There were 28 patients with 57.1% males ( = 16) with a mean age of 65.3 years. Mean duration of VLU was 13.9 ± 11.7 weeks before the initiation of sequential therapy. Mean baseline wound area was 8.44 cm. Median time to wound healing was 10 weeks. 57.1% of patients achieved complete wound closure at 3 months. There was significant WAR after 1 month (mean area 8.44-5.81 cm, 31.2% decrease) and after 3 months (mean area 8.44-2.53 cm, 70.0% decrease). Mean monthly WAR was 28.9%. PUSH score also decreased at 1 month (16.5% decrease, < 0.001) and 3 months (63.3% decrease, < 0.001) marks following the sequential therapy. EuroQol Visual Analog Scale (EQ-VAS) improved following sequential therapy (baseline: 69.0 ± 15.0, week 13: 80.2 ± 13.2, < 0.001).

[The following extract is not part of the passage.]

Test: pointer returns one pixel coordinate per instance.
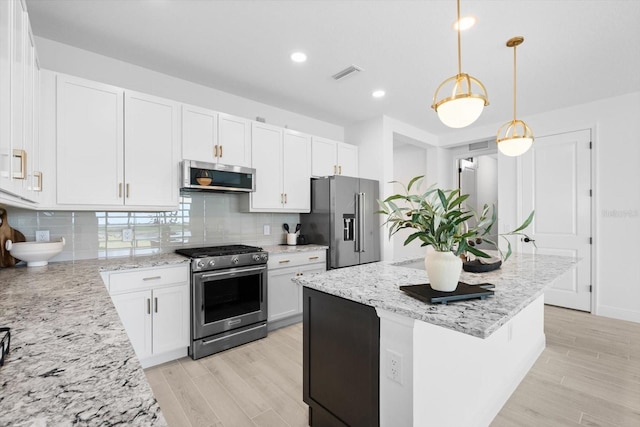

Sequential therapy with TLC-Ag followed by TLC-NOSF and 2LB is feasible, with good wound healing and improvement in QOL of patients with VLUs.
下肢静脉溃疡(VLU)与严重的发病率和生活质量(QOL)低下相关。加压治疗和伤口敷料是主要的治疗选择。含银脂质胶体技术(TLC-Ag)可降低细菌载量,含纳米低聚糖因子脂质胶体技术(TLC-NOSF)可降低升高的基质金属蛋白酶水平并促进伤口愈合。然而,关于序贯治疗作用的证据很少。本研究旨在评估TLC-Ag和TLC-NOSF序贯治疗是否能改善VLU伤口愈合和生活质量。
这是一项前瞻性队列研究,研究对象为2020年5月至2021年10月接受序贯治疗的VLU患者,治疗包括2周的TLC-Ag治疗,随后使用含TLC-NOSF的双层加压绷带(2LB)直至伤口完全愈合。参与者每周更换敷料并进行随访。我们的主要结局是伤口面积缩小(WAR)和愈合压力性溃疡量表(PUSH)评分。次要结局是生活质量指标。
共有28例患者,男性占57.1%(n = 16),平均年龄65.3岁。序贯治疗开始前VLU的平均病程为13.9±11.7周。平均基线伤口面积为8.44平方厘米。伤口愈合的中位时间为10周。57.1%的患者在3个月时实现伤口完全闭合。1个月后(平均面积从8.44平方厘米降至5.81平方厘米,减少31.2%)和3个月后(平均面积从8.44平方厘米降至2.53平方厘米,减少70.0%)伤口面积显著缩小。平均每月伤口面积缩小率为28.9%。序贯治疗后1个月(降低16.5%,P < 0.001)和3个月(降低63.3%,P < 0.001)时PUSH评分也降低。序贯治疗后欧洲五维度健康量表视觉模拟量表(EQ-VAS)有所改善(基线:69.0±15.0,第13周:80.2±13.2,P < 0.001)。
TLC-Ag联合TLC-NOSF和2LB的序贯治疗是可行的,能促进VLU患者伤口良好愈合并改善生活质量。